Kritik Membangun dari Hati Sang Tetangga
Meski decak kagum mendominasi, kejujuran warga desa sebagai "tetangga dekat" tetap mengemuka. Ibu Wiwi, Kepala Sekolah PAUD Matahari, memberikan catatan kecil dengan penuh kasih.
"Sangat berkesan, tapi saya lihat banyak daun berserakan di jalan. Kalau dibersihkan pasti lebih cantik lagi," tuturnya. Namun kalau di Ma'had Al Zaytun, dedaunan bukan sampah, tapi pupuk yang setiap sore dikumpulkan oleh santri." Jelas Maratu Shalihah. Bu Wiwi juga mendoakan agar pembangunan gedung yang belum selesai segera rampung agar wajah Al-Zaytun semakin sempurna sebagai pusat pendidikan yang luar biasa.
Pulang Membawa Inspirasi
Bagi Bapak Kepala Sekolah PAUD Melati Sari, kunjungan ini lebih dari sekadar wisata liburan. Ia melihat Al-Zaytun sebagai cermin kemajuan yang harus dicontoh. "Al-Zaytun adalah inspirasi bagi kami. Kami ingin menunjukkan kepada wali murid bahwa beginilah adanya Al-Zaytun, lingkungan yang modern dan mandiri," jelasnya mantap.

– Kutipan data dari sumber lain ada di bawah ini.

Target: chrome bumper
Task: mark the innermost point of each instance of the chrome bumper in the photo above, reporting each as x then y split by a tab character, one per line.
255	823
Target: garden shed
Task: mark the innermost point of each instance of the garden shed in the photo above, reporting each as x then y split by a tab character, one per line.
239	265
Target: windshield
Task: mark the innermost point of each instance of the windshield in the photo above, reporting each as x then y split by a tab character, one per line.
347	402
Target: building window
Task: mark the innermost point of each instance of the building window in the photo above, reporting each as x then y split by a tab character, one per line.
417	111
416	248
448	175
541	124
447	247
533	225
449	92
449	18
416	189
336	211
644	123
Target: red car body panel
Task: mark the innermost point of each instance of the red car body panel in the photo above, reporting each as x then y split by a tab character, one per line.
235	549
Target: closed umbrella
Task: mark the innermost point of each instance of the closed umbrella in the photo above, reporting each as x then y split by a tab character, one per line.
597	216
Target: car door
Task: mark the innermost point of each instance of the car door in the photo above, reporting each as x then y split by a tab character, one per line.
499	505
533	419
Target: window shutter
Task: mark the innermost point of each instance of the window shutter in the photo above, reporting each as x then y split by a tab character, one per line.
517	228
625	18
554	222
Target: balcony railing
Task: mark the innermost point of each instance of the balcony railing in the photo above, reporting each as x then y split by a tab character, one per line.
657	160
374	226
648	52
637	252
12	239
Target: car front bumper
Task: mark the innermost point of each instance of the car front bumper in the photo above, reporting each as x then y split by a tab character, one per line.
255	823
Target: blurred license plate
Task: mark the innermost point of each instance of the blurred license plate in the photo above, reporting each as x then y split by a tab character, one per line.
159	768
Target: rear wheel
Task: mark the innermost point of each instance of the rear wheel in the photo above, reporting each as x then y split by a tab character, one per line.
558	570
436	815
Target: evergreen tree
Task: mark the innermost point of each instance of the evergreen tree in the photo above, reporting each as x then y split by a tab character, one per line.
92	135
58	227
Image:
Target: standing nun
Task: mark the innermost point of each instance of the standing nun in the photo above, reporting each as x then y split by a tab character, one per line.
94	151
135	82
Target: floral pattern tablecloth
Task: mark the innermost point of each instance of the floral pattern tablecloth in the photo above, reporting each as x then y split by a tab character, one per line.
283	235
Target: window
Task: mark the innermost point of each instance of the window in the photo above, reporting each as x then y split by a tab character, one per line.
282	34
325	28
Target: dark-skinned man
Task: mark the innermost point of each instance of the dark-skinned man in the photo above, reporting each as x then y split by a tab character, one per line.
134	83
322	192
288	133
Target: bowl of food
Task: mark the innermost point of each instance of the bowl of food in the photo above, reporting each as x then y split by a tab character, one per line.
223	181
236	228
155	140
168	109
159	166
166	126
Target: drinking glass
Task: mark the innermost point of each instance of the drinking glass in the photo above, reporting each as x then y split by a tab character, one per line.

Menjelang tengah hari, setelah melepas lelah di Kantin Al-Zaytun dan menyeruput kopi di Cafe Kita, rombongan bersiap pulang. Mobil losbak dan odong-odong itu kembali bergerak menjauh, namun kali ini mereka membawa pulang sesuatu yang lebih berharga dari sekadar foto: rasa bangga memiliki tetangga yang menjadi mercusuar pendidikan di tanah kelahiran mereka.